1. A digital data transmission system for transmitting character-manifesting signals from a transmitting station to a receiving station, said system comprising:

a pulse train generator located at said transmitting station for selectively generating any one of a plurality of character-manifesting pulse train signals, said pulse train generator including,

a pulse source producing a plurality of pulses occurring in serial order in a certain length time interval,

a plurality of separate switching means each having respective open and closed switch conditions and first and second terminals,

preprogrammed means having an input coupled to said source of pulses and having a plurality of outputs each of which is individually coupled to the first terminal of a different one of said switching means for distributing successive ones of said plurality of pulses among said switching means in accordance with the program of said preprogrammed means, and

pulse combining means having a plurality of separate inputs each individually coupled to the second terminal of a different one of said switching means, and having a single output at which appears said pulse train signal, whereby said pulse train signal consists of that number of pulses occurring during said time interval equal to the sum of pulses distributed to said first terminals of only those switching means which are in their closed switch condition during the length of said time interval,

character selection control means located at said transmitting station and coupled to said pulse train generator for controlling the selection of that one of said plurality of pulse train signals which is generated for said certain length time interval in accordance with the particular one of a plurality of characters which is then to be transmitted,

transmission means for transmitting said selected pulse train signal from said transmitting station to said receiving station, and

counting means located at said receiving station and operative over a receiving time interval substantially equal in length to said certain length time interval, said counting means being responsive to the receipt of said selected pulse train signal at said receiving station being applied as an input thereto for producing an output signal therefrom manifesting the number of pulses received during said received time interval, whereby the transmitted character is uniquely defined by said output signal.

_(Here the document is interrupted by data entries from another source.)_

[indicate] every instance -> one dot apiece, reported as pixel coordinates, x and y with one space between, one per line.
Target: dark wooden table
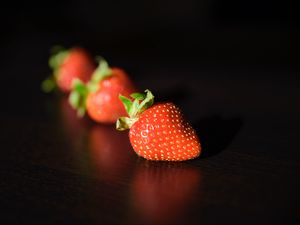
57 169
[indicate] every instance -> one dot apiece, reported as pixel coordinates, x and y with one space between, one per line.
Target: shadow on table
216 133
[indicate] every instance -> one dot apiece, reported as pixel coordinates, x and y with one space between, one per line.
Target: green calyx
80 91
58 55
141 102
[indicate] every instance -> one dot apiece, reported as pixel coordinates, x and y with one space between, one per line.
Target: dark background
233 66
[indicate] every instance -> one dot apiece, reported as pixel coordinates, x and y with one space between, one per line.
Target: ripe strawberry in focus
158 132
100 96
67 65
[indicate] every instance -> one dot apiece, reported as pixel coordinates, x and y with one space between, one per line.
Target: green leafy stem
141 102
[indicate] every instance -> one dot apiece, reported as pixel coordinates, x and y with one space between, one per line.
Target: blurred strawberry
100 96
66 66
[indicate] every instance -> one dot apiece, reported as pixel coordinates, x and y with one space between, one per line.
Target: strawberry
99 97
158 132
68 65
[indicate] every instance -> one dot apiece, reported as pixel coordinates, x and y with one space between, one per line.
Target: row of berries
157 131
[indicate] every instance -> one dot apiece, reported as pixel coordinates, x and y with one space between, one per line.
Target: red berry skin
78 64
104 105
162 133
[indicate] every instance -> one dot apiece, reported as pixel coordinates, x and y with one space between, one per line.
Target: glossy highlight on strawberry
159 132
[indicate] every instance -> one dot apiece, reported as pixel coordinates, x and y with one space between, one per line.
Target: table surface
56 168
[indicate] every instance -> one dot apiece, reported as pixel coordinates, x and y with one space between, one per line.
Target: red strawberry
100 96
158 132
68 65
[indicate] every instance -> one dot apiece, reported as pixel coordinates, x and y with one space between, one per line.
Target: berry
67 65
158 132
100 96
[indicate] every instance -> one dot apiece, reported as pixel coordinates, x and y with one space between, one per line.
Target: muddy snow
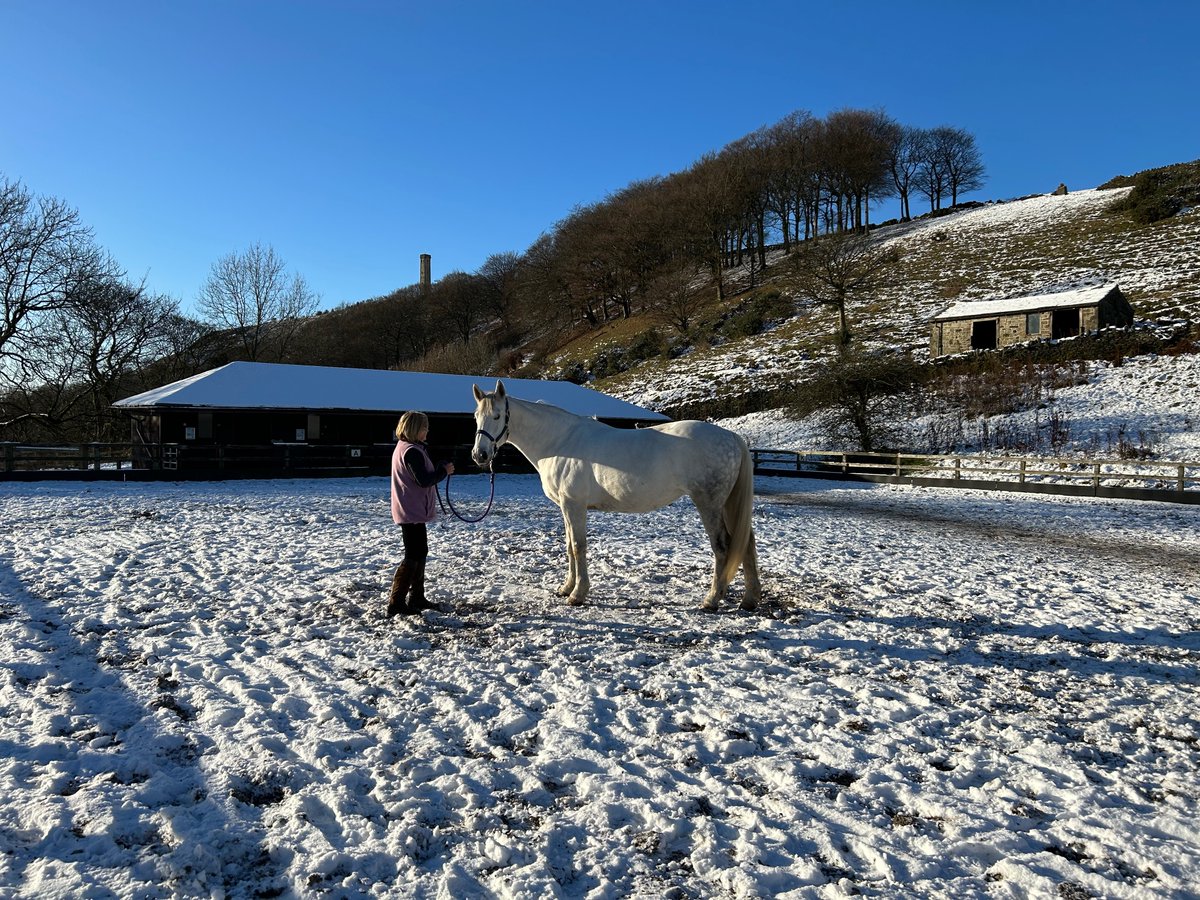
946 695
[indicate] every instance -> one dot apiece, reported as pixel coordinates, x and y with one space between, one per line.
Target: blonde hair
411 425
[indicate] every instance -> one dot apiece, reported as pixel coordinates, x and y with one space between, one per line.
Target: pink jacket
411 503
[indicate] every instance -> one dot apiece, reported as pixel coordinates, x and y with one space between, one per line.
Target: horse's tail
738 515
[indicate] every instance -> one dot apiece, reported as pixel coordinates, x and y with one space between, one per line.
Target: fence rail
65 457
1141 479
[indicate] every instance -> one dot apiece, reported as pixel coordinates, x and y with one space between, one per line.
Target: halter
504 430
448 507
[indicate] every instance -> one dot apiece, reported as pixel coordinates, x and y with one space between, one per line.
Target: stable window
983 335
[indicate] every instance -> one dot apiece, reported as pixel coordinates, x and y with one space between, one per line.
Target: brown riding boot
417 601
397 600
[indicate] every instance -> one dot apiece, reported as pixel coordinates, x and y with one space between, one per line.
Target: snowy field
948 695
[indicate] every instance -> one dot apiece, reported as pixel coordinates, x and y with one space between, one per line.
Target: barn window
983 335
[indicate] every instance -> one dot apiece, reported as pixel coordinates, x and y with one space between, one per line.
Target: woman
413 504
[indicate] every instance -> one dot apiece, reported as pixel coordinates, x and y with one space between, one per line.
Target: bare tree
113 329
252 295
861 395
905 163
839 269
961 161
499 274
45 253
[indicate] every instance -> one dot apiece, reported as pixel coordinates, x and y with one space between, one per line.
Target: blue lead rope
448 507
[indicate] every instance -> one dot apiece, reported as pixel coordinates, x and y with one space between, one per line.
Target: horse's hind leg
750 570
719 538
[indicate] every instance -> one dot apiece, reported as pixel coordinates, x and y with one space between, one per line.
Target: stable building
262 418
993 324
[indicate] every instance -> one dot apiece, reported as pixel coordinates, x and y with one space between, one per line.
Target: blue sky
355 136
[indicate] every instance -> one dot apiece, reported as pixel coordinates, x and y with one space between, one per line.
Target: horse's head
491 424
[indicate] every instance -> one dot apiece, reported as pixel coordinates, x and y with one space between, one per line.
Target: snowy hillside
999 250
949 695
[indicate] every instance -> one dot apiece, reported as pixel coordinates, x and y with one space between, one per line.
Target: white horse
586 465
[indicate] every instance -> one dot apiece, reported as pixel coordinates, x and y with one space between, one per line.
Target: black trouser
417 543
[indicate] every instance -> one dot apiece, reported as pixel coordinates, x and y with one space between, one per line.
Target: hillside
1008 249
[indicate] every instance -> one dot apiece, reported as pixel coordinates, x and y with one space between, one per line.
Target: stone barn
259 418
991 324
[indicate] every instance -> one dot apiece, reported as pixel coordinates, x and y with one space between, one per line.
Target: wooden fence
1137 479
1134 479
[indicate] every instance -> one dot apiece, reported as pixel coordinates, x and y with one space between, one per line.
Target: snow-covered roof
269 385
1090 295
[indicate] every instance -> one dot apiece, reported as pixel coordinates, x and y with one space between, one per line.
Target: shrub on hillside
1161 193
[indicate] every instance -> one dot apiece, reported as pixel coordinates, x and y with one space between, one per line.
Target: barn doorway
983 335
1065 323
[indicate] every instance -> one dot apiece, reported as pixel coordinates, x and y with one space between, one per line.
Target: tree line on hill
78 334
663 245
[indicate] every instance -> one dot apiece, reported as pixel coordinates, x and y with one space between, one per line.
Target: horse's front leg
575 588
568 586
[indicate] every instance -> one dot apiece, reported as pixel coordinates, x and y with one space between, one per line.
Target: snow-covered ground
1151 402
948 695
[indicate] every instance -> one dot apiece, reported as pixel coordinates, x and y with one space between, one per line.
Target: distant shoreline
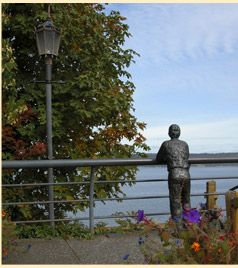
203 155
206 155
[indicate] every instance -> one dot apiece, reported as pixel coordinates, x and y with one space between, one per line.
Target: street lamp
48 40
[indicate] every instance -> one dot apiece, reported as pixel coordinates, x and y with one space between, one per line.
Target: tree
92 113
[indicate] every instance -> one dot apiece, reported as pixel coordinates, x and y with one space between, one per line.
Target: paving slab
103 249
42 251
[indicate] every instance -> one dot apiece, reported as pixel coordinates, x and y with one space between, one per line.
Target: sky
187 72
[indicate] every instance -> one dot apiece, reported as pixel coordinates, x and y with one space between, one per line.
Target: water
161 188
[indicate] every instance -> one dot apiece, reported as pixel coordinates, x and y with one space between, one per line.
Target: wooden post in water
232 209
235 213
211 199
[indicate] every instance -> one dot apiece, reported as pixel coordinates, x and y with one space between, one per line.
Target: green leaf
165 236
146 231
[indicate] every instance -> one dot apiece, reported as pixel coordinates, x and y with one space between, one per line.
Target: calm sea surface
161 188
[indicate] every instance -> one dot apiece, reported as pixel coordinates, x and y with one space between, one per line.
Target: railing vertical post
229 196
91 201
211 199
235 213
48 64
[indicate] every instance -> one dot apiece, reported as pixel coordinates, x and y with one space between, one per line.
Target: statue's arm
161 155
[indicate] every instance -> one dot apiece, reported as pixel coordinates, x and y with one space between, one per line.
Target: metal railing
94 163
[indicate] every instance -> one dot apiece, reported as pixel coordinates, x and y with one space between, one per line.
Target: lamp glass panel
49 42
57 41
41 47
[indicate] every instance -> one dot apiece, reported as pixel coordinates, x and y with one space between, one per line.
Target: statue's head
174 131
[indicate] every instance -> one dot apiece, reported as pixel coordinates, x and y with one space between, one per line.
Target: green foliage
198 243
65 231
91 114
9 234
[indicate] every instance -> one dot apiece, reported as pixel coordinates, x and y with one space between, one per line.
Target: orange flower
195 246
196 249
3 213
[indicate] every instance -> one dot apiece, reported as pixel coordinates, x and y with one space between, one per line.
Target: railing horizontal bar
96 217
97 182
44 184
103 199
59 163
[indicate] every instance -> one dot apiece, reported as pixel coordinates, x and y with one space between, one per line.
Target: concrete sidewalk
103 249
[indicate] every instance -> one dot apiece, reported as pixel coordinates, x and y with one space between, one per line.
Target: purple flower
126 257
185 214
175 218
194 216
140 216
191 215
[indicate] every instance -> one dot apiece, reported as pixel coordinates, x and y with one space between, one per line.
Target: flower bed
204 239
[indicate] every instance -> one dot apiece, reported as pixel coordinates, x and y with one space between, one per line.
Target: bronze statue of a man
175 154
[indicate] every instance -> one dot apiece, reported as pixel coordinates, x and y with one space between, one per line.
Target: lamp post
48 40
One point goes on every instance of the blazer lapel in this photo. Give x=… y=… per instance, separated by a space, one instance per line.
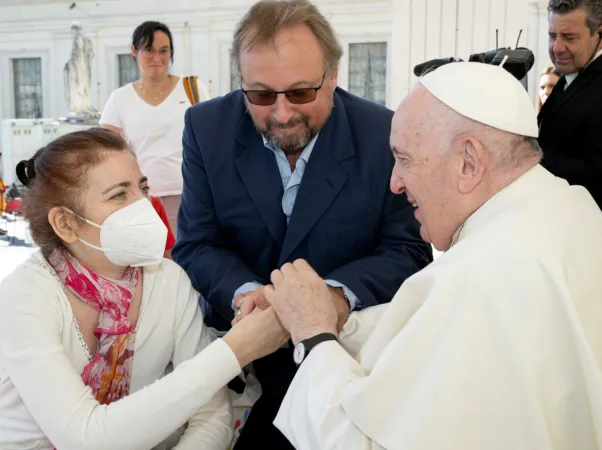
x=322 y=180
x=582 y=81
x=259 y=173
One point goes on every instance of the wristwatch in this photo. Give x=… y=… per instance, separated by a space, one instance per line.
x=303 y=348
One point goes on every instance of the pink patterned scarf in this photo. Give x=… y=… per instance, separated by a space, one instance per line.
x=109 y=372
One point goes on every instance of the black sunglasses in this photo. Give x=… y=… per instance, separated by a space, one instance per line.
x=298 y=96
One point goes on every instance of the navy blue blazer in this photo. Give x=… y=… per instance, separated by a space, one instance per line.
x=346 y=222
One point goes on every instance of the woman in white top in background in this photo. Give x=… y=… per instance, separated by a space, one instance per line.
x=149 y=113
x=90 y=324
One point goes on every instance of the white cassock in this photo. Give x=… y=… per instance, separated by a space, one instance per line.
x=497 y=345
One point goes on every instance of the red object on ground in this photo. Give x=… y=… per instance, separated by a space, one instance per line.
x=14 y=205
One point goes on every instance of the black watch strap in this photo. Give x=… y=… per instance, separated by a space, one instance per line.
x=310 y=343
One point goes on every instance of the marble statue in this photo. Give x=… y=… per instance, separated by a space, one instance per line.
x=78 y=75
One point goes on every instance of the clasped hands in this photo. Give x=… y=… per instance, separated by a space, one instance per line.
x=298 y=304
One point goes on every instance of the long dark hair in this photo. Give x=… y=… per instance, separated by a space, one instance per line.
x=144 y=35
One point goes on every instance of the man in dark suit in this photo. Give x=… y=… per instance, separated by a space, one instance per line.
x=290 y=167
x=570 y=120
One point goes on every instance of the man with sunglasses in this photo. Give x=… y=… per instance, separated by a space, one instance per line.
x=290 y=166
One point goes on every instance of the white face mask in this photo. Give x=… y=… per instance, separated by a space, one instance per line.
x=132 y=236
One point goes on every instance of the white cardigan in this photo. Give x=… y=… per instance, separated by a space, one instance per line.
x=44 y=403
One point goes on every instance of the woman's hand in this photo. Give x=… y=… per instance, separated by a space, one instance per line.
x=260 y=334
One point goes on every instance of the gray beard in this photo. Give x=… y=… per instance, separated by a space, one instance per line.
x=291 y=146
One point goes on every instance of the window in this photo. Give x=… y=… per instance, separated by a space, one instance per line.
x=368 y=71
x=128 y=69
x=234 y=76
x=27 y=79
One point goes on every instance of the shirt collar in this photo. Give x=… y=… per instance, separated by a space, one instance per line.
x=571 y=76
x=306 y=151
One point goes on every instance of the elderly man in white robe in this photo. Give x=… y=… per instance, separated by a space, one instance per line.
x=497 y=345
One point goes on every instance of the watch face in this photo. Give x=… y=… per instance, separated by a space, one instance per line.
x=299 y=353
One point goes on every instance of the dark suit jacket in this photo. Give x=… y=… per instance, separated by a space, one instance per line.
x=346 y=222
x=570 y=130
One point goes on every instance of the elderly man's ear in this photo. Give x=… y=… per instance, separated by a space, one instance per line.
x=474 y=158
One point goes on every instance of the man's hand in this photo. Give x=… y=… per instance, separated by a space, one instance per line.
x=341 y=305
x=259 y=335
x=302 y=301
x=247 y=302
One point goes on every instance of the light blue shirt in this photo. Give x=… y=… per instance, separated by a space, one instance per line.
x=291 y=180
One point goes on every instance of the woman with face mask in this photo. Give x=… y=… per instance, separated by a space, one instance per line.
x=90 y=324
x=149 y=113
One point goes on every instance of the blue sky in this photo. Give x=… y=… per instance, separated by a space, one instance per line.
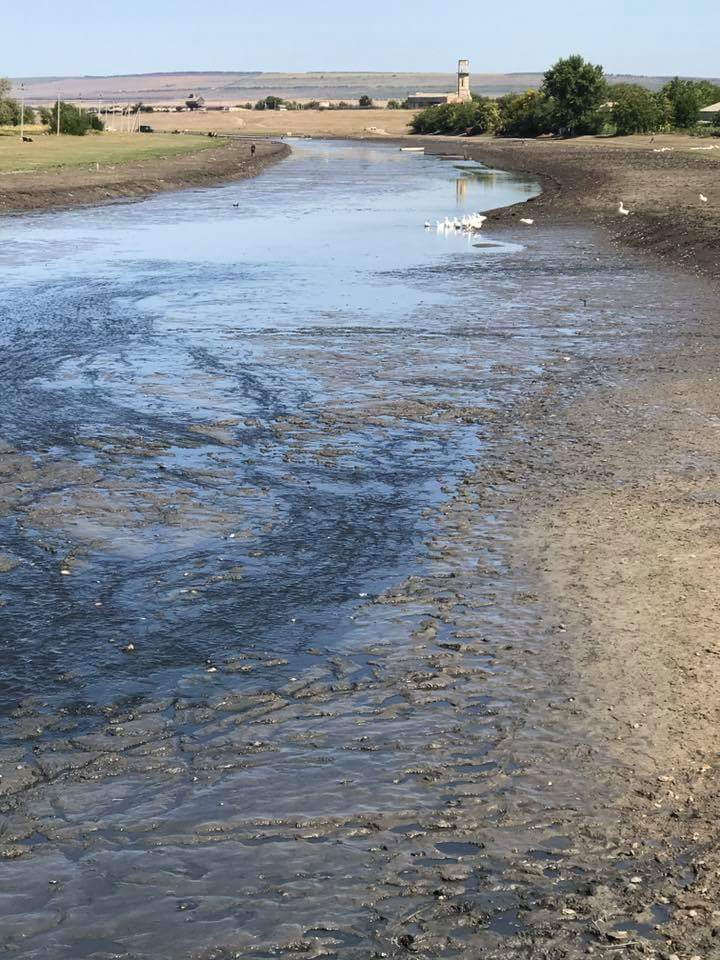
x=76 y=37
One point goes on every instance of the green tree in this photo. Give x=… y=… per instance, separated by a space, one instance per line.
x=73 y=120
x=10 y=113
x=459 y=119
x=526 y=114
x=577 y=89
x=687 y=98
x=635 y=109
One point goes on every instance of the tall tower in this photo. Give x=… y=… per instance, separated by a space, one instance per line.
x=464 y=81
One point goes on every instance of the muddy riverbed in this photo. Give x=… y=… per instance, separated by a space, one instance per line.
x=287 y=660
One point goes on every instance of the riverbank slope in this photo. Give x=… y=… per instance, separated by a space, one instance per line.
x=76 y=186
x=660 y=180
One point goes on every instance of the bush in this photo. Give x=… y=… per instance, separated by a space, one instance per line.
x=73 y=120
x=459 y=119
x=577 y=90
x=525 y=114
x=636 y=110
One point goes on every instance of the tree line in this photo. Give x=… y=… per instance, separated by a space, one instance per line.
x=73 y=120
x=575 y=98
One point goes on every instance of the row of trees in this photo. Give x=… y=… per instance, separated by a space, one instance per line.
x=73 y=120
x=574 y=99
x=10 y=108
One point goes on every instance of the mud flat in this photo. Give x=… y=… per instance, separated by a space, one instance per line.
x=418 y=574
x=659 y=179
x=63 y=189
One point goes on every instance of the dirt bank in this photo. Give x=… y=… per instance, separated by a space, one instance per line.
x=65 y=188
x=659 y=181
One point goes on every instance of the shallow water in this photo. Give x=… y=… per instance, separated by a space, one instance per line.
x=239 y=439
x=154 y=356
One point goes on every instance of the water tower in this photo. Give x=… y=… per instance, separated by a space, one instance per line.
x=464 y=81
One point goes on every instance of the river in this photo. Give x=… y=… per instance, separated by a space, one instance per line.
x=243 y=702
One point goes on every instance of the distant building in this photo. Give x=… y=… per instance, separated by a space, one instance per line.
x=419 y=101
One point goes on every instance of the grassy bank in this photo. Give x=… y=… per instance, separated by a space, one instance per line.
x=48 y=152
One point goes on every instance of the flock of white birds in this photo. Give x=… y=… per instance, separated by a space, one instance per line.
x=475 y=221
x=466 y=224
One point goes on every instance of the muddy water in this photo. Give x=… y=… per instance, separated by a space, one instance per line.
x=269 y=683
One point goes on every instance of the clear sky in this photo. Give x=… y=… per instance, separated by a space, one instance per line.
x=76 y=37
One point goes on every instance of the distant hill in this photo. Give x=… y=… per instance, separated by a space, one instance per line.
x=240 y=87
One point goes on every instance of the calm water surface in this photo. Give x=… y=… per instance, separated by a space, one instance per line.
x=271 y=682
x=181 y=472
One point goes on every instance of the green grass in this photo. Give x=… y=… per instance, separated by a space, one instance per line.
x=107 y=149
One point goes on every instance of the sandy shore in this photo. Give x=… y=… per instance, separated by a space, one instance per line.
x=75 y=187
x=359 y=124
x=659 y=180
x=614 y=491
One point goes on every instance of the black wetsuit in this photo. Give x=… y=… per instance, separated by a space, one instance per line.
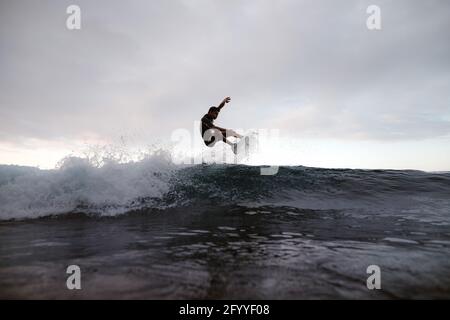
x=208 y=123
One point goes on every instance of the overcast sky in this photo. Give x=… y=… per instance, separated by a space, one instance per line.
x=309 y=68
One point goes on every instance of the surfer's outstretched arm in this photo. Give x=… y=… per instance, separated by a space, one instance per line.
x=224 y=101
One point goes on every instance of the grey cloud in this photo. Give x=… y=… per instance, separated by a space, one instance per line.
x=158 y=65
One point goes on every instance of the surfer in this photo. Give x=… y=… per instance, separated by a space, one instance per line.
x=212 y=133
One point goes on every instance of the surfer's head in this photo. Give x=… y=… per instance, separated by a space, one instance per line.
x=213 y=112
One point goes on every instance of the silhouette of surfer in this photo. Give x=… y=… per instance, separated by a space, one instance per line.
x=212 y=133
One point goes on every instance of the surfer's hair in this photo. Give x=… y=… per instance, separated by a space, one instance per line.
x=213 y=109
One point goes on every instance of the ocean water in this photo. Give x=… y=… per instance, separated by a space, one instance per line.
x=155 y=230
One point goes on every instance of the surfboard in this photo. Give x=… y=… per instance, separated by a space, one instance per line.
x=246 y=146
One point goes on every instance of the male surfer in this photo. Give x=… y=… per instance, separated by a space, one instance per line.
x=212 y=133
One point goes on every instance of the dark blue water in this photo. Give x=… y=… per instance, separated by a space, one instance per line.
x=223 y=231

2. The invention according to claim 1, wherein said plurality of outputs of said preprogrammed means are arranged in a predetermined order and said preprogrammed means comprises:

means for distributing pulses from said source of pulses among said plurality of outputs in accordance with the formula:

P.sub.s =2.sup.n.sup.-1 +(m-1)2.sup.n

where:

P s= the ordinal position of a pulse in said source of serial order pulses in said certain length time interval,

n=the ordinal position of the particular output of said preprogrammed means, and m=the ordinal position of occurrence of a pulse on any one of said outputs of said preprogrammed means during said certain length time interval.

3. The invention according to claim 1, wherein said source of pulses comprises a frequency standard clock generator whereby said plurality of pulses occur at a fixed repetition rate.

4. The according to claim 1 wherein said character selection control means comprises a manually operated keyboard establishing which switches are in their closed switch condition during the length of said time interval in accordance with the operation of said keyboard.